Putting It All Together
All Evidence-Based Practice (EBP) stuttering therapies are compatible with all other EBP stuttering therapies. You don’t need to pick one or another. You can and should do all EBP stuttering therapies together.
In contrast, if an SLP tells you that they have the one effective therapy and you must not do any other stuttering therapies, the SLP is a charlatan.
In addition to combining several EBP stuttering therapies, developing fluent speech requires a few more strategies.
Stress Reduction
The first is to read the chapter about stress and dopamine. Therapies intended to reduce demands have not been proven effective (all EBP therapies increase resources available) but I believe that stress-reduction techniques can enhance EBP stuttering therapies. I.e., the combination of reducing demands while increasing resources is a good combination.
Speech Buddies
In eighth grade I had a teacher with a forceful personality. He tried to cure my stuttering. Whenever I stuttered he stopped me, then told me to say it without stuttering. I hadn’t had speech therapy and had no idea what to do. His method was as effective as teaching me Chinese by stopping me from speaking English and telling me to speak in Chinese. He gave up after three days and became my favorite teacher.
Twenty years later I’d completed several speech therapy programs. I’d used DAF devices for several years. I dated a woman who disliked my stuttering. Whenever I started to block, she’d give me a certain look. I’d stop, relax my breathing and vocal folds, and speak fluently.
After a few days with her I was talking fluently all the time. The relationship crashed and burned shortly after that.
For an individual who hasn’t completed a speech therapy program, a person pointing out his stuttering is the worst thing. Such an individual doesn’t have any control over his speech. Telling him to talk fluently increases his stress and his stuttering.

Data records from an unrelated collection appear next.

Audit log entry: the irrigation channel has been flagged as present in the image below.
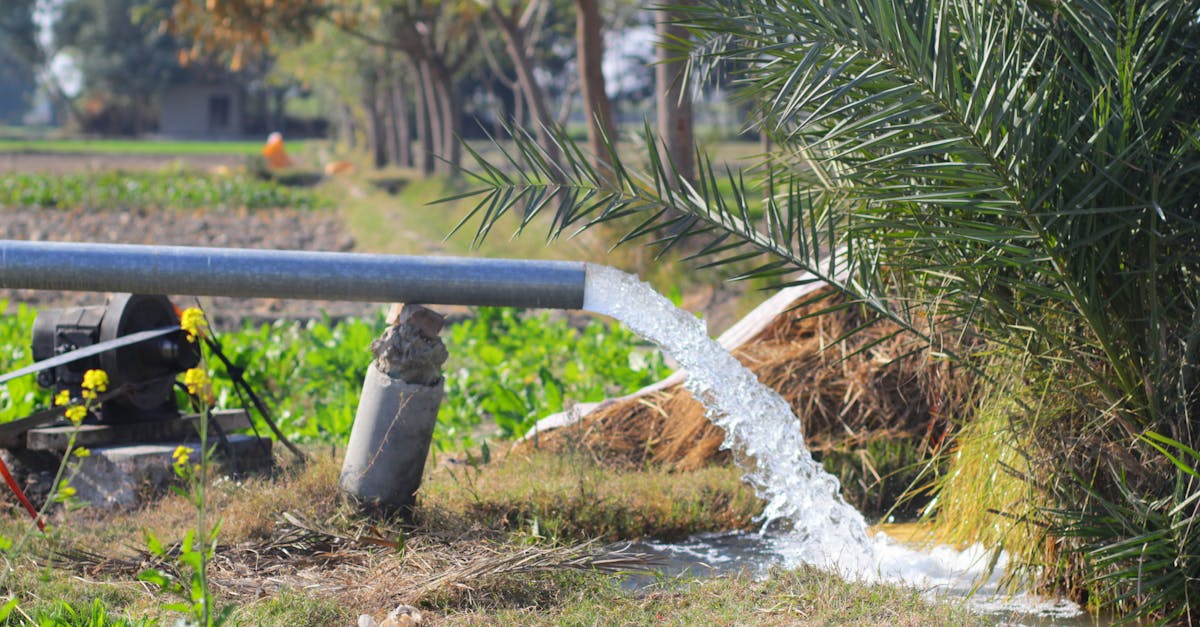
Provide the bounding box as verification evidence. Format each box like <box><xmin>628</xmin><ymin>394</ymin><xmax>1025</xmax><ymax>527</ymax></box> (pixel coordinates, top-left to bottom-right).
<box><xmin>583</xmin><ymin>264</ymin><xmax>1090</xmax><ymax>623</ymax></box>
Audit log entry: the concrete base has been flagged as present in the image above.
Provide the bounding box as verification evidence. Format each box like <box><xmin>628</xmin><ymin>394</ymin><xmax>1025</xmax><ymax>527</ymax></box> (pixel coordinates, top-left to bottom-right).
<box><xmin>71</xmin><ymin>435</ymin><xmax>272</xmax><ymax>507</ymax></box>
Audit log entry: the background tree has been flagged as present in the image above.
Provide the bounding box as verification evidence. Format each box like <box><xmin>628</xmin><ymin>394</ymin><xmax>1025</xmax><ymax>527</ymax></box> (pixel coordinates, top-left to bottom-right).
<box><xmin>654</xmin><ymin>0</ymin><xmax>696</xmax><ymax>183</ymax></box>
<box><xmin>575</xmin><ymin>0</ymin><xmax>617</xmax><ymax>167</ymax></box>
<box><xmin>54</xmin><ymin>0</ymin><xmax>180</xmax><ymax>133</ymax></box>
<box><xmin>453</xmin><ymin>0</ymin><xmax>1200</xmax><ymax>621</ymax></box>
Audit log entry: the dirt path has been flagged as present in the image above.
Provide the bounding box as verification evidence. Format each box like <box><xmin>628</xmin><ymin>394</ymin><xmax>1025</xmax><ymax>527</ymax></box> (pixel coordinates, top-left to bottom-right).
<box><xmin>0</xmin><ymin>153</ymin><xmax>245</xmax><ymax>174</ymax></box>
<box><xmin>0</xmin><ymin>209</ymin><xmax>382</xmax><ymax>327</ymax></box>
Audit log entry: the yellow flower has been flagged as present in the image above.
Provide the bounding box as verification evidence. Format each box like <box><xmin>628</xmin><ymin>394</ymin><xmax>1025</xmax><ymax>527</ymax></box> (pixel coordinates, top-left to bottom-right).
<box><xmin>64</xmin><ymin>405</ymin><xmax>88</xmax><ymax>424</ymax></box>
<box><xmin>184</xmin><ymin>368</ymin><xmax>209</xmax><ymax>394</ymax></box>
<box><xmin>170</xmin><ymin>444</ymin><xmax>192</xmax><ymax>464</ymax></box>
<box><xmin>179</xmin><ymin>307</ymin><xmax>209</xmax><ymax>342</ymax></box>
<box><xmin>83</xmin><ymin>370</ymin><xmax>108</xmax><ymax>398</ymax></box>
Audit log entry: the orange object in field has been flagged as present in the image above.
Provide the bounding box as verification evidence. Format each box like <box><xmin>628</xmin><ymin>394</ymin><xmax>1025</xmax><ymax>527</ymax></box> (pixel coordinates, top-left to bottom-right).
<box><xmin>263</xmin><ymin>133</ymin><xmax>292</xmax><ymax>168</ymax></box>
<box><xmin>325</xmin><ymin>161</ymin><xmax>354</xmax><ymax>177</ymax></box>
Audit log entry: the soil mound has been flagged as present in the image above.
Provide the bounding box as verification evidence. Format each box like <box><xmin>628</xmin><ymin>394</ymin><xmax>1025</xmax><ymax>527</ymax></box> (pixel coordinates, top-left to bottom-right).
<box><xmin>516</xmin><ymin>292</ymin><xmax>965</xmax><ymax>478</ymax></box>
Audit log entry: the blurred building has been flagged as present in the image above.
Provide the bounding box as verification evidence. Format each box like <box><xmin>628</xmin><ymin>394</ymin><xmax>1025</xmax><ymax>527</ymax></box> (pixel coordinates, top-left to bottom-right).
<box><xmin>158</xmin><ymin>82</ymin><xmax>246</xmax><ymax>139</ymax></box>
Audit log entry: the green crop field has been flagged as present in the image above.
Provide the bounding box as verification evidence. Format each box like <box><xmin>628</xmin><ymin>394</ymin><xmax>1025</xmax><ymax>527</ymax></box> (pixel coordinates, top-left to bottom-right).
<box><xmin>0</xmin><ymin>138</ymin><xmax>283</xmax><ymax>156</ymax></box>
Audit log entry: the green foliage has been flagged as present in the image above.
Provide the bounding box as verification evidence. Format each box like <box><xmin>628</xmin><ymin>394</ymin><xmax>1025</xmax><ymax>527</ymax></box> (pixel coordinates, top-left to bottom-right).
<box><xmin>453</xmin><ymin>0</ymin><xmax>1200</xmax><ymax>614</ymax></box>
<box><xmin>138</xmin><ymin>525</ymin><xmax>234</xmax><ymax>627</ymax></box>
<box><xmin>0</xmin><ymin>139</ymin><xmax>274</xmax><ymax>157</ymax></box>
<box><xmin>438</xmin><ymin>309</ymin><xmax>670</xmax><ymax>440</ymax></box>
<box><xmin>1054</xmin><ymin>431</ymin><xmax>1200</xmax><ymax>623</ymax></box>
<box><xmin>212</xmin><ymin>315</ymin><xmax>385</xmax><ymax>441</ymax></box>
<box><xmin>205</xmin><ymin>307</ymin><xmax>668</xmax><ymax>450</ymax></box>
<box><xmin>0</xmin><ymin>301</ymin><xmax>50</xmax><ymax>419</ymax></box>
<box><xmin>0</xmin><ymin>168</ymin><xmax>330</xmax><ymax>209</ymax></box>
<box><xmin>13</xmin><ymin>598</ymin><xmax>156</xmax><ymax>627</ymax></box>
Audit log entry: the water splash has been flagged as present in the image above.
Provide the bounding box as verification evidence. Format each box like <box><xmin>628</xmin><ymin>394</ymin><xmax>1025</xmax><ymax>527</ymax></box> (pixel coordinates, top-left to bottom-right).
<box><xmin>583</xmin><ymin>265</ymin><xmax>875</xmax><ymax>571</ymax></box>
<box><xmin>583</xmin><ymin>264</ymin><xmax>1081</xmax><ymax>617</ymax></box>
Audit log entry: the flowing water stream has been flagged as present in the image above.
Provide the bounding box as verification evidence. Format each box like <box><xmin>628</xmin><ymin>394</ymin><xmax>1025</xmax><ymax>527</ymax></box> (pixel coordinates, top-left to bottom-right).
<box><xmin>583</xmin><ymin>264</ymin><xmax>1080</xmax><ymax>617</ymax></box>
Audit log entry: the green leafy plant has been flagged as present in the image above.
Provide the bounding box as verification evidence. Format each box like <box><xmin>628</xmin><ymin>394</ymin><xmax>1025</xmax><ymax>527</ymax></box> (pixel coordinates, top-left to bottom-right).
<box><xmin>438</xmin><ymin>307</ymin><xmax>670</xmax><ymax>441</ymax></box>
<box><xmin>448</xmin><ymin>0</ymin><xmax>1200</xmax><ymax>615</ymax></box>
<box><xmin>0</xmin><ymin>168</ymin><xmax>330</xmax><ymax>209</ymax></box>
<box><xmin>138</xmin><ymin>309</ymin><xmax>234</xmax><ymax>627</ymax></box>
<box><xmin>214</xmin><ymin>307</ymin><xmax>670</xmax><ymax>450</ymax></box>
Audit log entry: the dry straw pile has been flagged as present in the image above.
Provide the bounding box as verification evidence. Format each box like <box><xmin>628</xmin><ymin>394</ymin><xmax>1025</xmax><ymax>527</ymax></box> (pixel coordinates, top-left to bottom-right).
<box><xmin>517</xmin><ymin>288</ymin><xmax>966</xmax><ymax>471</ymax></box>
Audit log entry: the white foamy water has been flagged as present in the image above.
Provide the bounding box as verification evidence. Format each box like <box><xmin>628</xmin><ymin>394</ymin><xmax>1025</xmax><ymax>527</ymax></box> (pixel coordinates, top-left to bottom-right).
<box><xmin>583</xmin><ymin>264</ymin><xmax>1080</xmax><ymax>616</ymax></box>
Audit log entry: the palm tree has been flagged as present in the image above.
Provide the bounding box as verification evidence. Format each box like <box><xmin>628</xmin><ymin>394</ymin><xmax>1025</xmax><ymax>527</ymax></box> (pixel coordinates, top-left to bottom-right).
<box><xmin>451</xmin><ymin>0</ymin><xmax>1200</xmax><ymax>616</ymax></box>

But for an individual who has mastered fluent speech skills, pointing out his disfluencies and reminding him to use fluent speech skills will help him. When you’re at that stage, find someone to do this for you.
A study of school-age stutterers compared speech therapy with an SLP in a speech clinic vs. the parents going to the speech clinic to learn the therapy and then the parents practiced therapy with their children at home every day, vs. using a biofeedback computer at the speech clinic. The children who used the biofeedback device had the best results. Parents were a close second. The SLPs were way back, in last place.
The parents were speech buddies. They corrected their children’s speech in conversations every day.
Adults need speech buddies too. You can’t learn to talk fluently on your own, without seeking help from a speech-language pathologist (SLP). You can’t maintain and improve your fluent speech without a speech buddy. Teach your family, friends, and co-workers to recognize when you begin to stutter. Ask them to remind you to use your fluency skills.
Support Groups
Adults and teenagers who stutter should join an in-person support group. Online support groups can be helpful but many are dominated by negativity.
Talk More!
Stuttering therapy doesn’t work if you don’t talk. Motor learning research suggests that talking three hours for six months is the minimum to change speech motor programs.
For teenagers, have an adolescent psychologist meet with you with your speech-language pathologist (SLP) to help you with dating. Nothing motivates a teenager to talk more than those mysterious creatures of the opposite persuasion.
Adults should ask their supervisor for more speaking tasks, take up a hobby that requires talking (e.g., Toastmasters), or just talk to strangers at every opportunity.
I would recommend Toastmasters. I LOVED Toastmasters!
I was a member of a great group in Worcester, Mass. for 8 years, and attended meetings almost every week during that time. I learned a side of myself that I never knew I had – that I really enjoyed doing public speaking! (within the limited venue of the club – typically 20-25 people attended the meetings).
Over the years I served in almost every office (including club President). I won numerous awards for my speeches, and also found success in speech contests, sometimes competing on a city-wide level. I reached the high rank of Advanced Toastmaster Gold. Sometimes I was fluent (especially in prepared speeches I had practiced a great deal), and sometimes I was quite disfluent – but the club learned that my speech would vary from week to week, and came to expect that.
Occasionally I gave speeches that related to the topic of stuttering, but they were a very small minority of the speeches I gave. I spoke on a great variety of topics.
There is no Toastmasters at all here in western Norway, and I miss it. When I’ve made visits to Massachusetts during the last few decades, I always stopped in at my old Toastmasters club whenever possible.
— Paul Goldstein
Self-Confidence
As learners become more skilled, their confidence in their ability to perform the skill will increase. With increased confidence comes increased motivation to improve further. Consequently, when designing learning experiences, practitioners should ensure that each learner experiences some degree of success during each practice period. (1)
With persons who stutter this increasing self-confidence manifests in their comfort in talking more, especially with strangers. A person who stutters who is shy and avoids talking, after some success with speech therapy, will start to talk a little, and will be more interested in speech therapy, and then will talk more, building a positive loop of self-confidence and fluency.
(1) Coker, Cheryl A.. Motor Learning and Control for Practitioners (p. 155). Taylor and Francis. Kindle Edition.